Ironically I personally find these people to have ruined Sinterklaas more than changing Black Pete into something less of a caricature ever would. I’m sure I will remember this for years whenever it is Sinterklaas again even when Pete is something other than Blackface. Which is the whole point, we do not intent to ban Sinterklaas, we just want the Black Pete character to change into something that isn’t black face and inclusive to everyone, so that everyone can enjoy it.
But this campaign is also much more than just about Black Pete. It’s about the labels and language we use to describe those we (the white Dutch people) deem insufficiently Dutch. It’s about housing and employment discrimination. About laws that are aimed and black people. And if anything I hope it stays that way, racism in the Netherlands is more than just one character. Black people and other non-white Dutch or foreigners stand out in terms of poverty rates, living standards and crime figures. Racial profiling is common, discrimination in housing, education and employment is common too and it ties in with a lot of prejudges and structural racism that we, as a society, still exhibit. Nobody said multiculturalism is not without its consequences and in a time of economic depression, it is those who are marginalized who are the first to suffer and the first to face the brunt of anger even when they carry no blame to what happened. The Party for Freedom is becoming one of the biggest electoral parties in the Netherlands and behind it a defeated and weakened force of Dutch fascists is finding a new rallying point and home to gestate and spread their ideology.
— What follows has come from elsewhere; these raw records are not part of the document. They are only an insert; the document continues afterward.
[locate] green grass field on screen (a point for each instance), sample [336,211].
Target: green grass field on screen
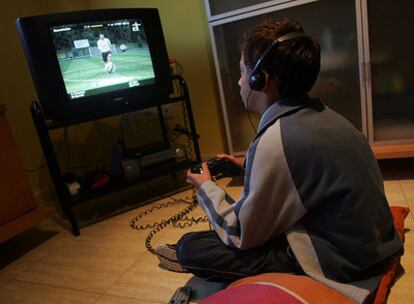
[89,73]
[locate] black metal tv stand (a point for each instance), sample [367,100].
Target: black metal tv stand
[65,199]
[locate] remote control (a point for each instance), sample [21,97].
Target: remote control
[220,167]
[181,296]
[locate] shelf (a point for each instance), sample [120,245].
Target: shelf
[393,151]
[67,201]
[165,168]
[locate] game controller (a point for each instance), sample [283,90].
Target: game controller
[219,167]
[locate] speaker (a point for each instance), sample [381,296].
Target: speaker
[257,79]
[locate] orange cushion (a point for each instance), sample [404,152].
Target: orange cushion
[388,279]
[286,288]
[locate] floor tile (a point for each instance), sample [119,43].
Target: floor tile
[121,300]
[402,291]
[14,269]
[394,193]
[145,280]
[22,292]
[90,262]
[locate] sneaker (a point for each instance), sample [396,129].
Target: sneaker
[168,258]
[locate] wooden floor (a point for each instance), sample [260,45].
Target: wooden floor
[108,263]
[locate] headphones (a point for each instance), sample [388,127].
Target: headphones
[257,79]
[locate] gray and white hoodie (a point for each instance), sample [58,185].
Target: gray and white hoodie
[309,174]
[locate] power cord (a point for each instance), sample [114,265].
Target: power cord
[179,220]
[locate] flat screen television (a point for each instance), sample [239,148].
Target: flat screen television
[92,64]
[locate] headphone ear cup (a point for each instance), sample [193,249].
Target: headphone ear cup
[257,81]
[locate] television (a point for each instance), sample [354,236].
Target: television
[92,64]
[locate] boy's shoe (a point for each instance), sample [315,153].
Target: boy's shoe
[168,258]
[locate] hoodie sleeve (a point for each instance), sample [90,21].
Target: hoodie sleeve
[270,203]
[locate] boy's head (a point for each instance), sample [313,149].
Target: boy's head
[294,63]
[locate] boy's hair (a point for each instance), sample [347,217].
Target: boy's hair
[295,64]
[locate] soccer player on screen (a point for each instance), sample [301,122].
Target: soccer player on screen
[109,65]
[104,46]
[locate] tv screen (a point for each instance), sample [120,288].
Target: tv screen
[92,64]
[99,57]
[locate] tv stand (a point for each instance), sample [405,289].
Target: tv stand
[66,200]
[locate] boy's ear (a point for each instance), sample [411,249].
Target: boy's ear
[271,84]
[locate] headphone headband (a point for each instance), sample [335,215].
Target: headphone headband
[257,79]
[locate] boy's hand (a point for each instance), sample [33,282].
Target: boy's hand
[197,179]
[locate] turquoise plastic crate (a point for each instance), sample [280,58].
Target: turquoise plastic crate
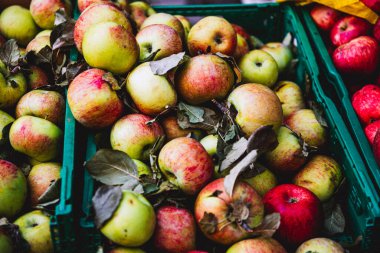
[272,22]
[343,98]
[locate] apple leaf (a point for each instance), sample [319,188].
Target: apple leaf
[163,66]
[230,179]
[209,223]
[105,202]
[19,244]
[112,167]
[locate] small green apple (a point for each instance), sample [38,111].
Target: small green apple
[260,67]
[322,175]
[133,222]
[35,229]
[161,94]
[17,23]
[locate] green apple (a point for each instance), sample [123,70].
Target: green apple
[291,97]
[281,53]
[111,47]
[322,175]
[35,229]
[165,19]
[305,123]
[320,245]
[133,136]
[287,157]
[140,11]
[13,189]
[5,119]
[38,138]
[262,182]
[133,222]
[151,93]
[17,23]
[49,105]
[257,106]
[40,178]
[158,37]
[260,67]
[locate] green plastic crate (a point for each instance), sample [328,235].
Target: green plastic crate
[272,22]
[343,98]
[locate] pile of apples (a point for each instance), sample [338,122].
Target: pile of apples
[357,58]
[31,128]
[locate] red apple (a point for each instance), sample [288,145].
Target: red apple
[185,163]
[300,211]
[175,230]
[214,205]
[324,17]
[92,101]
[347,29]
[366,103]
[203,78]
[360,56]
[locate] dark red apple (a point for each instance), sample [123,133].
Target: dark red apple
[347,29]
[300,211]
[366,103]
[324,17]
[360,56]
[172,227]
For the first time in ages ‘eigen volk eerst’, ‘our own people first’ is become a common political rallying cry of the white working class, the unemployed and increasingly also members of the bourgeoisie against the dangerous foreign influences and left-wing (social democratic) elites that sold them out. With wars in the Middle East and the increasing attractiveness of reactionary Islamism among Muslim youths it is a dangerous combination, even if the practical threat is marginal.
Meanwhile we are marginalized, labelled extremists for positions that several decades ago wouldn’t even differentiate us much from the mainstream left. Considered more dangerous than the far-right, short of Islamic fundamentalism. It goes to show what our society really is if our activism against racism, abuse of refugees, labour exploitation is considered a greater threat to ‘democracy’ than a group of people who attack and harass other people based on their ethnicity and religious beliefs. If that’s true than I don’t see why I should agree with this democracy. They are dangerous opinions, but in these times more than ever it is important to say these things and to stand up against injustice no matter under what flag or ideals if flies. Because if we, regardless of ethnicity, refuse to take a stand, then who will? After all “the only thing necessary for the triumph of evil is for good men to do nothing.” And left unchallenged, a society will not change in any other way than what fits the interests of those who are in power. And those in power inherently don’t desire a society where everyone is equal in status and freedom.